Disagreements between feminist and non-feminists occur with respect to both normative and descriptive claims as well. Some non-feminists agree with feminists on the ways women ought to be viewed and treated, but don’t see any problem with the way things currently are. Others disagree about the background moral or political views.
Identifying the wrongs, women suffer (and have suffered), there is an implicit suggestion that women as a group can be usefully compared against men as a group with respect to their standing or position in society; and this seems to suggest that women as a group are treated in the same way, or that they all suffer the same injustices, and men as a group all reap the same advantages. But of course this is not the case, or at least not straightforwardly so. Feminism is grounded on the belief that women are oppressed or disadvantaged by comparison with men, and that their oppression is in some way illegitimate or unjustified. With these characterization, many interpretations of women and their oppression mistaken that feminism as a single philosophical doctrine, or as implying an agreed political program.
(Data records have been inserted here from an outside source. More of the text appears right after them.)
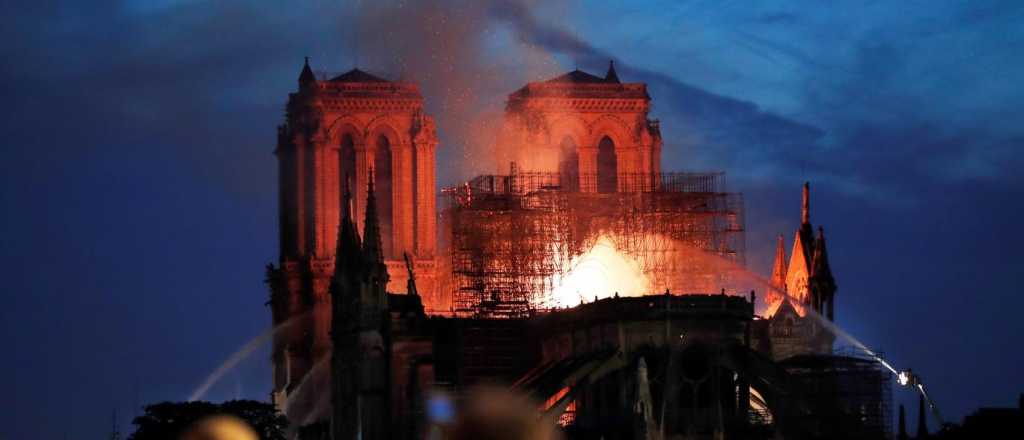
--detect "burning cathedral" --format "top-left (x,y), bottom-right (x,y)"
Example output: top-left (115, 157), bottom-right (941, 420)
top-left (266, 60), bottom-right (891, 440)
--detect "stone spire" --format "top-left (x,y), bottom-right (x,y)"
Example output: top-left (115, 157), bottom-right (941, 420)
top-left (896, 403), bottom-right (910, 440)
top-left (299, 56), bottom-right (316, 88)
top-left (800, 182), bottom-right (811, 226)
top-left (362, 168), bottom-right (384, 265)
top-left (604, 59), bottom-right (622, 84)
top-left (916, 394), bottom-right (928, 439)
top-left (810, 226), bottom-right (837, 320)
top-left (334, 173), bottom-right (362, 280)
top-left (771, 234), bottom-right (786, 291)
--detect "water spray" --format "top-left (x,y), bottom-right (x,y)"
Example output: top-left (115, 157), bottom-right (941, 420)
top-left (188, 312), bottom-right (308, 402)
top-left (679, 247), bottom-right (945, 426)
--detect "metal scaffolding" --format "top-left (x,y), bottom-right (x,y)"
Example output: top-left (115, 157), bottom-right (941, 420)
top-left (443, 168), bottom-right (744, 317)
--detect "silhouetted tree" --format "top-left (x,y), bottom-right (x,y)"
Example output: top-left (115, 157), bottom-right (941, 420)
top-left (128, 400), bottom-right (288, 440)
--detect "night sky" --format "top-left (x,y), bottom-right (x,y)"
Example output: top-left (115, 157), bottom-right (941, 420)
top-left (0, 0), bottom-right (1024, 439)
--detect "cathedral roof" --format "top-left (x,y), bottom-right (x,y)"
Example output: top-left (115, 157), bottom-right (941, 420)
top-left (545, 69), bottom-right (607, 84)
top-left (331, 69), bottom-right (390, 83)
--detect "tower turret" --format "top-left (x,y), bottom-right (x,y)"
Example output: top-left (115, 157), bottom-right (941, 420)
top-left (604, 59), bottom-right (621, 83)
top-left (765, 234), bottom-right (787, 308)
top-left (896, 403), bottom-right (910, 440)
top-left (916, 394), bottom-right (928, 439)
top-left (299, 56), bottom-right (316, 89)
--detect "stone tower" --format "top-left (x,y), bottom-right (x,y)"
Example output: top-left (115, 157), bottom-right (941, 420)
top-left (267, 59), bottom-right (437, 419)
top-left (497, 63), bottom-right (662, 192)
One might agree that feminists ought to work to end all forms of oppression — oppression is unjust and feminists, like everyone else, have a moral obligation to fight injustice — without maintaining that it is the mission of feminism to end all oppression. One might even believe that in order to accomplish feminism’s goals it is necessary to combat racism and economic exploitation, but also think that there is a narrower set of specifically feminist objectives. Is it wrong to oppose any oppression among women? Women are God’s creation who should be respected and be loved. Women’s rights in any aspects of her life are needed.
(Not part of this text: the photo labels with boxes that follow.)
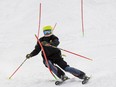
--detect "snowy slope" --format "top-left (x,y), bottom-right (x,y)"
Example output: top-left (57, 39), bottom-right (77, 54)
top-left (0, 0), bottom-right (116, 87)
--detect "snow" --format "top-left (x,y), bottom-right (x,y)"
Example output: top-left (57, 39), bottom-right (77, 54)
top-left (0, 0), bottom-right (116, 87)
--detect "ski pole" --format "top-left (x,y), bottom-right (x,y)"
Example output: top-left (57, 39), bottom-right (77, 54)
top-left (9, 59), bottom-right (27, 79)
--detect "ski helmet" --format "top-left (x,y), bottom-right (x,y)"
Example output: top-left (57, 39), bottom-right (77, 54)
top-left (43, 25), bottom-right (53, 31)
top-left (43, 25), bottom-right (53, 35)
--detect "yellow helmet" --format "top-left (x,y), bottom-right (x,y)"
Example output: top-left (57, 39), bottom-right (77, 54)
top-left (43, 25), bottom-right (53, 31)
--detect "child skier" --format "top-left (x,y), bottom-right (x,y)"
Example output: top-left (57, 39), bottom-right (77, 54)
top-left (26, 26), bottom-right (88, 80)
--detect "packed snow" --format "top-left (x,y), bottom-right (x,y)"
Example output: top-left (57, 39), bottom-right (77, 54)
top-left (0, 0), bottom-right (116, 87)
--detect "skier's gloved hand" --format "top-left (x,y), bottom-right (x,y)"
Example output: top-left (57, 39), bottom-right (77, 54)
top-left (41, 41), bottom-right (48, 46)
top-left (41, 41), bottom-right (50, 46)
top-left (26, 54), bottom-right (32, 59)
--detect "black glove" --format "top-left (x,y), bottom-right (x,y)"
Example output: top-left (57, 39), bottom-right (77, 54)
top-left (41, 41), bottom-right (48, 46)
top-left (26, 54), bottom-right (32, 59)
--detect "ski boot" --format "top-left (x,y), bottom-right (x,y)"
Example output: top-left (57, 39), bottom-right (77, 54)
top-left (60, 75), bottom-right (69, 81)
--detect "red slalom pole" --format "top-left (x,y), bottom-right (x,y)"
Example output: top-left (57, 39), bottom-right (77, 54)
top-left (52, 23), bottom-right (57, 31)
top-left (81, 0), bottom-right (84, 36)
top-left (59, 48), bottom-right (93, 61)
top-left (9, 59), bottom-right (27, 79)
top-left (38, 3), bottom-right (41, 37)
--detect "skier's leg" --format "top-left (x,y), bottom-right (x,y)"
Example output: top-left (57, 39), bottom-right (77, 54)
top-left (44, 60), bottom-right (65, 79)
top-left (65, 66), bottom-right (85, 79)
top-left (57, 59), bottom-right (85, 79)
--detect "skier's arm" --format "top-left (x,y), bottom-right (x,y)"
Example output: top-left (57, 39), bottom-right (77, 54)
top-left (26, 43), bottom-right (41, 59)
top-left (50, 38), bottom-right (60, 47)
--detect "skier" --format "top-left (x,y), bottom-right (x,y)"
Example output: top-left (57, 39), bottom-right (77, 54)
top-left (26, 25), bottom-right (88, 80)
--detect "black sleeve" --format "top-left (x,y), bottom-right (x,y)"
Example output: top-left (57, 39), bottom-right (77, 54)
top-left (50, 35), bottom-right (60, 47)
top-left (50, 39), bottom-right (60, 47)
top-left (31, 43), bottom-right (41, 57)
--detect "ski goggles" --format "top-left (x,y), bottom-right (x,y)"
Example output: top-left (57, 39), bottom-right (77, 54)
top-left (44, 30), bottom-right (51, 35)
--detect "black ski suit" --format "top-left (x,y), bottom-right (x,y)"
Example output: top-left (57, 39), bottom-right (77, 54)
top-left (31, 35), bottom-right (85, 79)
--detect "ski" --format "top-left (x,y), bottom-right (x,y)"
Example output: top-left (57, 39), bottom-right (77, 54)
top-left (55, 78), bottom-right (70, 85)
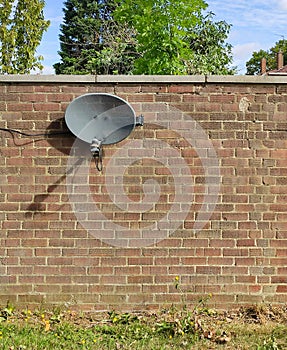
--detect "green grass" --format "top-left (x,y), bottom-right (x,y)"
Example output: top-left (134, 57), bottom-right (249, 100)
top-left (0, 306), bottom-right (287, 350)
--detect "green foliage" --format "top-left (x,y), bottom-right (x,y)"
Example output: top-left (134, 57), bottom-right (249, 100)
top-left (0, 304), bottom-right (287, 350)
top-left (189, 12), bottom-right (236, 74)
top-left (54, 0), bottom-right (234, 74)
top-left (54, 0), bottom-right (135, 74)
top-left (246, 40), bottom-right (287, 75)
top-left (0, 0), bottom-right (49, 74)
top-left (115, 0), bottom-right (234, 74)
Feminism is an umbrella term for a range of views about injustices against women. There are disagreements among feminists about the nature of justice in general and the nature of sexism, in particular, the specific kinds of injustice or wrong women suffer; and the group who should be the primary focus of feminist efforts. Nonetheless, feminists are committed to bringing about social change to end injustice against women, in particular, injustice against women as women.
So is it wrong to be in favor of such rights that can uplift women’s power and women’s love of herself as an individual? No boundaries and limits should be given to us women who would only like to be treated as a real woman?